Doch Habeck macht diese ganze Ausweichstrategie mit einem Satz zunichte: „Insofern ist also die Annahme, dass da eine Art Geheimwissen wäre, das mich nicht erreicht hätte, falsch.“ Das heißt konkret: Habeck besteht darauf, dass er nicht ausgetrickst wurde. Er besteht darauf, alles zu wissen. Das heißt auch: über die manipulierten Vermerke, das Konterkarieren wissenschaftlicher Expertise und den Vorzug von Ideologie gegenüber dem öffentlichen Wohl. Bei diesen Worten wird sich so mancher PR-Berater die Hände über dem Kopf zusammengeschlagen haben.

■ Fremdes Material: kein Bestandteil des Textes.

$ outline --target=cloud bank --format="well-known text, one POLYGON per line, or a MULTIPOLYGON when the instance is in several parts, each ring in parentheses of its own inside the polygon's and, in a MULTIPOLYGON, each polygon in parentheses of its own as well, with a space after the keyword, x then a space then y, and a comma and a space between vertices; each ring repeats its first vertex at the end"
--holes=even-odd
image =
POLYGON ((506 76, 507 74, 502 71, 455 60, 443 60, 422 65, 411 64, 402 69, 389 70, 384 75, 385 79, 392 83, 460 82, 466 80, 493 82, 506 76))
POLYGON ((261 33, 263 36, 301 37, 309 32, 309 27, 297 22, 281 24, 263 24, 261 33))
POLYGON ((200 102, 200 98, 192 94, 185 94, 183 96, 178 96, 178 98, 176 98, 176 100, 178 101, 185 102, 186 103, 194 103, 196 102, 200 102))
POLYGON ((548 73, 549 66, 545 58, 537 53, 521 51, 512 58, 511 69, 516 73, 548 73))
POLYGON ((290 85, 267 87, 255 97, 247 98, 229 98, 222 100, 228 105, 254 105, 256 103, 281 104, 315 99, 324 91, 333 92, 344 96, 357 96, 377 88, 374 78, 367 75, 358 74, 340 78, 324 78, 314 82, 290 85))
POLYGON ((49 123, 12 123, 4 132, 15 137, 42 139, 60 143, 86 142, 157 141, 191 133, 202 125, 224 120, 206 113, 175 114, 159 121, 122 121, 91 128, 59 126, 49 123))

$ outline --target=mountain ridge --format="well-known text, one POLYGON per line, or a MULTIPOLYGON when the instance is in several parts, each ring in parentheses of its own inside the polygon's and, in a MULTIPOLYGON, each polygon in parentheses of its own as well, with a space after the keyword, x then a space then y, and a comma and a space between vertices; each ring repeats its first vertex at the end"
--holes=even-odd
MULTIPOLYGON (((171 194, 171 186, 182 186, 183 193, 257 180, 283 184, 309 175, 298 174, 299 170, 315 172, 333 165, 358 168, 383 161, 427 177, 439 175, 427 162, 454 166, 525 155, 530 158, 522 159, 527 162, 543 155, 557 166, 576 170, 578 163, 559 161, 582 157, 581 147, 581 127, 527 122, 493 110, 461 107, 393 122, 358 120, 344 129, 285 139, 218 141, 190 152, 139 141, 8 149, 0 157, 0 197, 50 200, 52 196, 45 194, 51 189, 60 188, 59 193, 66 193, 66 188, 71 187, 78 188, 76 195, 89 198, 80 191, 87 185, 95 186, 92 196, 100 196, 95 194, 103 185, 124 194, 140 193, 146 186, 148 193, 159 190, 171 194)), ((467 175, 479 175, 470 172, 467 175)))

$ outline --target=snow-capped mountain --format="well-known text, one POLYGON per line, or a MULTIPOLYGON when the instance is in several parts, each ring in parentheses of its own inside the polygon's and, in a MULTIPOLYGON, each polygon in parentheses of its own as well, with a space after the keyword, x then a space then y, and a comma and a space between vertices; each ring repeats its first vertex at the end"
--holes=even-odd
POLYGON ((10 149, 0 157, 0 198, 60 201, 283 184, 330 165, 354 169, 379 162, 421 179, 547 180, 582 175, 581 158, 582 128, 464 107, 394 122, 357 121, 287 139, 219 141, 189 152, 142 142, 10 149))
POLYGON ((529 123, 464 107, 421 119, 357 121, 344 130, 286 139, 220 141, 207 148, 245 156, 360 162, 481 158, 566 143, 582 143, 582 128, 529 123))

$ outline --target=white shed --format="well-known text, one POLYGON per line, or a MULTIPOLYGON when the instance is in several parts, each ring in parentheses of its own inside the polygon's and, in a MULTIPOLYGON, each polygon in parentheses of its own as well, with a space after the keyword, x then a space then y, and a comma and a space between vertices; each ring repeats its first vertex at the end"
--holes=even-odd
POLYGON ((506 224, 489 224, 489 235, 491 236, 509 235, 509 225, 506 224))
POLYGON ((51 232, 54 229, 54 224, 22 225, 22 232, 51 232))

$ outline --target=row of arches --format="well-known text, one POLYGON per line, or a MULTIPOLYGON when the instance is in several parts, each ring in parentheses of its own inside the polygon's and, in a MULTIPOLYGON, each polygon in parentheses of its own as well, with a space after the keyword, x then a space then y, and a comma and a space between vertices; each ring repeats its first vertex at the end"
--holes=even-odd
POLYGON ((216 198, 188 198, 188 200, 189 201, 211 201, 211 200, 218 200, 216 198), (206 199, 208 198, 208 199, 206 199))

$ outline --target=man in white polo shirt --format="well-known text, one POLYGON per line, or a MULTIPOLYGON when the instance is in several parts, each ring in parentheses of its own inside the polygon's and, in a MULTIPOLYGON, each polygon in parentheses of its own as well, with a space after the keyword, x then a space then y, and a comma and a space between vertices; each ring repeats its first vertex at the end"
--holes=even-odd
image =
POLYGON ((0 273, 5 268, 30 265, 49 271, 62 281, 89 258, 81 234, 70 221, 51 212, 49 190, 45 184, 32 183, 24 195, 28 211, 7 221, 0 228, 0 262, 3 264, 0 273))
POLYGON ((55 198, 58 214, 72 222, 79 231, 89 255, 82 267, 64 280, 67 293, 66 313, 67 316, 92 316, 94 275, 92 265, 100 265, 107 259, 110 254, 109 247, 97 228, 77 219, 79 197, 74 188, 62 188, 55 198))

Die Grünen fahren demnach eine Strategie der Groteske. Es kann nicht falsch sein, weil es nicht falsch sein kann – eine Steigerung zum Morgenstern-Gedicht. Die Grundsätze unabhängiger Beamtenarbeit wird kurzum auf den Kopf gestellt: Das Beamtentum dient dem öffentlichen Wohl, und das öffentliche Wohl definieren die Grünen. Anders kann man sich diese Kapriole nicht erklären. Noch weiter geht Habecks Bekundung, es habe 2022 enge Abstimmungen mit den Kraftwerksbetreibern gegeben, letztere hätten gesagt, dass die Brennelemente „ausgelutscht“ seien.

Damit verlegt Habeck nicht nur den Debattenplatz – denn im Cicero-Bericht ging es ja eben nicht um die Besprechungen mit den AKW-Vertretern, sondern um hausinterne Manipulationen von Dokumenten. Überdies hat die Bundesregierung in dieser Frage mehrfach die Tatsachen verschleiert, Aussagen falsch oder verkürzt wiedergegeben oder schlicht gelogen.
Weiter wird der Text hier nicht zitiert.